Hosting disaster recovery

Kit Allen 27th of February 2019

This post can be read in conjunction with our Hosting Charges Explained story from last year – KA.

The scenario

A couple of weekends ago, I had my 21st* birthday rudely interrupted by a call from a client on our emergency out of hours support number. Their site appeared to be non-functional, and they wondered if we could take a look.

I logged in to the relevant server from home and found that their site was not displaying. Reaching out to our support team, I arranged for a backup to be put in place and checked over as a short-term fix. For completeness sake, I also logged into the server’s control panel to double check a couple of other accounts.

They, too, were non-functional. The whole server was down.

Uh-oh.

How we reacted

We sent out an emergency message to our support and development team and arranged to meet at the Creatomatic office immediately. Within 15 minutes we had two senior team members on-site and three more working remotely to rectify the issue. We established that this was indeed a ‘worst case scenario’ – the entire server was inaccessible, and effectively a write-off.

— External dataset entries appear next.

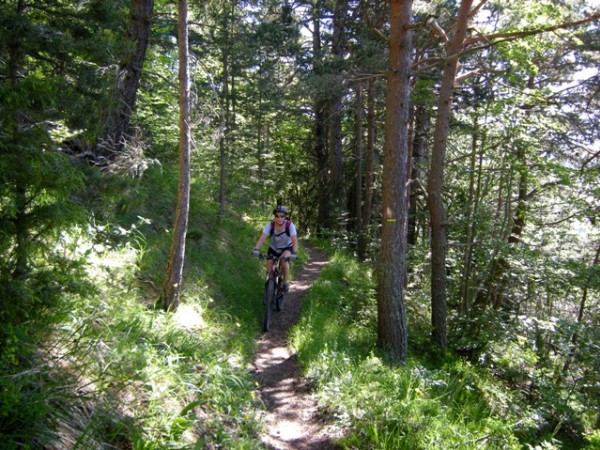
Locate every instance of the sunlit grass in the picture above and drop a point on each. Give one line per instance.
(172, 379)
(385, 406)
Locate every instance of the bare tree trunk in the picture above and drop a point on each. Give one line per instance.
(320, 130)
(392, 325)
(369, 169)
(335, 114)
(21, 226)
(472, 207)
(128, 77)
(358, 157)
(436, 180)
(174, 277)
(226, 125)
(419, 152)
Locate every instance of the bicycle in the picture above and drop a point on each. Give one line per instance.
(274, 295)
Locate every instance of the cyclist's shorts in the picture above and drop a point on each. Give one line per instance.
(278, 252)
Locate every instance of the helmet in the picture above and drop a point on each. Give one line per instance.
(280, 209)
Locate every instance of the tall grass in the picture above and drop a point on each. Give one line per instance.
(448, 404)
(118, 372)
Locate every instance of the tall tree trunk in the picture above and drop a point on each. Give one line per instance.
(224, 137)
(471, 212)
(335, 114)
(320, 129)
(419, 153)
(498, 282)
(358, 158)
(369, 171)
(391, 317)
(436, 180)
(21, 226)
(174, 277)
(129, 74)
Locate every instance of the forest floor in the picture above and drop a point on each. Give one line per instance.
(292, 418)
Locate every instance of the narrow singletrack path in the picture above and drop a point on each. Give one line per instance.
(292, 419)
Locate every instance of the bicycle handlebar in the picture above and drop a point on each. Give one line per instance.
(277, 258)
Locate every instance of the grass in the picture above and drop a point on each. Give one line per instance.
(430, 403)
(119, 373)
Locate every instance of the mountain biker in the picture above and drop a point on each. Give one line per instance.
(284, 241)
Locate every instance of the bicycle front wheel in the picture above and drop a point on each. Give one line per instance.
(269, 296)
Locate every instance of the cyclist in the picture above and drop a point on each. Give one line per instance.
(284, 241)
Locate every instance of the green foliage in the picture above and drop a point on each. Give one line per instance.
(506, 397)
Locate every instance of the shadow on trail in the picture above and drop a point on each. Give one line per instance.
(292, 419)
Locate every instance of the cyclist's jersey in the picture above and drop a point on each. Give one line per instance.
(280, 241)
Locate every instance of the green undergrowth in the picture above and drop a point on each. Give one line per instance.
(119, 372)
(434, 401)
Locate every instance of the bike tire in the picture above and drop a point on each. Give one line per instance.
(269, 294)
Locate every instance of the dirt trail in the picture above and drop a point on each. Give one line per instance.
(292, 419)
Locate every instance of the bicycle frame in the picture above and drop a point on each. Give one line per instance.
(274, 295)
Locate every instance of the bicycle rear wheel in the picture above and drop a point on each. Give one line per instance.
(269, 297)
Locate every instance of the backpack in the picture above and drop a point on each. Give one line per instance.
(287, 228)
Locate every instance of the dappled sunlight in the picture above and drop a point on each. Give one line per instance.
(190, 316)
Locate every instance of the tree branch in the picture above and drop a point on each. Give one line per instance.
(525, 33)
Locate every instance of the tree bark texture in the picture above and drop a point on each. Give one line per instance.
(436, 180)
(172, 288)
(392, 324)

Half an hour after the issue was reported, we had a list of all clients affected; a plan of action in place; a team member managing client communications to keep affected users updated; and two more members working to update individual accounts to transfer to a ready and waiting backup server.

Working from the most recent clean backup, we connected to our backup server – which exists solely as insurance for just this type of scenario – and restored all accounts and data. We then worked through the list of accounts to repoint domain DNS to the backup server. We were relatively lucky in that the majority of affected domains had already been migrated to our managed service, allowing them to be batch updated; these sites were up and running again within 90 minutes.

Finally, we established the nature of the issue and immediately put steps in place to ensure that the issue could not affect any other live servers, before notifying all affected clients of the issue and our response.

The entire process – from first notification to full restoration – took under four hours, with a technician remaining on-call over the rest of the weekend to monitor the server and support channels as an additional precaution.

Why we’re telling you this

The point of this story is partly a vainglorious boast about how well Team Creatomatic reacted to a crisis under pressure – but less flippantly, to highlight the exceptional level of service which Creatomatic hosting clients receive. It’s episodes like this which illustrate how seriously we take our responsibilities to keep our client websites running at all times.